The court granted Wadsworth an opportunity to respond to the exhaustion defense raised by Defendant Franklin in his motion to dismiss. See Doc. 9. Wadsworth has filed no response. Without any stated opposition, and on the record before it, the court finds Wadsworth has an available grievance system at the Elmore County Jail, but prior to seeking federal relief he has failed to exhaust the administrative remedy available to him regarding his allegations. Defendant Franklin's motion to dismiss for failure to exhaust is therefore due to be granted. Woodford, 548 U.S. at 87-94.

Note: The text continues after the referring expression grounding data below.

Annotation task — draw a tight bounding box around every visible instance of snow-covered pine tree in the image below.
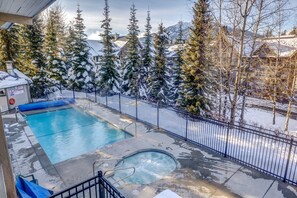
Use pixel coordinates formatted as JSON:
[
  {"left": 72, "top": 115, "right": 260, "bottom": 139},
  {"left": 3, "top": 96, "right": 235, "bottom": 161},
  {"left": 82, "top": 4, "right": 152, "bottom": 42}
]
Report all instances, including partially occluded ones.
[
  {"left": 67, "top": 5, "right": 94, "bottom": 91},
  {"left": 121, "top": 4, "right": 141, "bottom": 97},
  {"left": 171, "top": 21, "right": 185, "bottom": 105},
  {"left": 18, "top": 16, "right": 50, "bottom": 98},
  {"left": 140, "top": 10, "right": 153, "bottom": 99},
  {"left": 0, "top": 25, "right": 21, "bottom": 71},
  {"left": 44, "top": 6, "right": 67, "bottom": 92},
  {"left": 148, "top": 23, "right": 170, "bottom": 104},
  {"left": 65, "top": 25, "right": 76, "bottom": 71},
  {"left": 179, "top": 0, "right": 214, "bottom": 115},
  {"left": 65, "top": 25, "right": 77, "bottom": 90},
  {"left": 97, "top": 0, "right": 120, "bottom": 95}
]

Accordingly, it is the RECOMMENDATION of the Magistrate Judge that:
1. Defendant's motion to dismiss (Doc. 7) be GRANTED to the extent Defendant seeks dismissal of this case due to Plaintiff's failure to properly exhaust an administrative remedy available to him at the Elmore County Jail prior to initiating this cause of action;
2. This case be DISMISSED without prejudice under 42 U.S.C. § 1997e(a) for Plaintiff's failure to properly exhaust an administrative remedy available to him at the Elmore County Jail;
3. Defendant Elmore County Jail Kitchen Staff be DISMISSED with prejudice;
4. No costs be taxed.
It is further
ORDERED that on or before March 6, 2019, the parties may file an objection to this Recommendation. A party must specifically identify the factual findings and legal conclusions in the Recommendation to which the objection is made; frivolous, conclusive, or general objections will not be considered.
Failure to file a written objection to the Magistrate Judge's findings and recommendations under 28 U.S.C. § 636(b)(1) shall bar a party from a de novo determination by the District Court of legal and factual issues covered in the Recommendation and waives the right of the party to challenge on appeal the district court's order based on unobjected-to factual and legal conclusions accepted or adopted by the District Court except upon grounds of plain error or manifest injustice. Nettles v. Wainwright, 677 F.2d 404 (5th Cir. 1982); 11TH CIR. R. 3-1. See Stein v. Lanning Securities, Inc., 667 F.2d 33 (11th Cir. 1982). See also Bonner v. City of Prichard, 661 F.2d 1206 (11th Cir. 1981) (en banc).
Done this 20th day of February, 2019.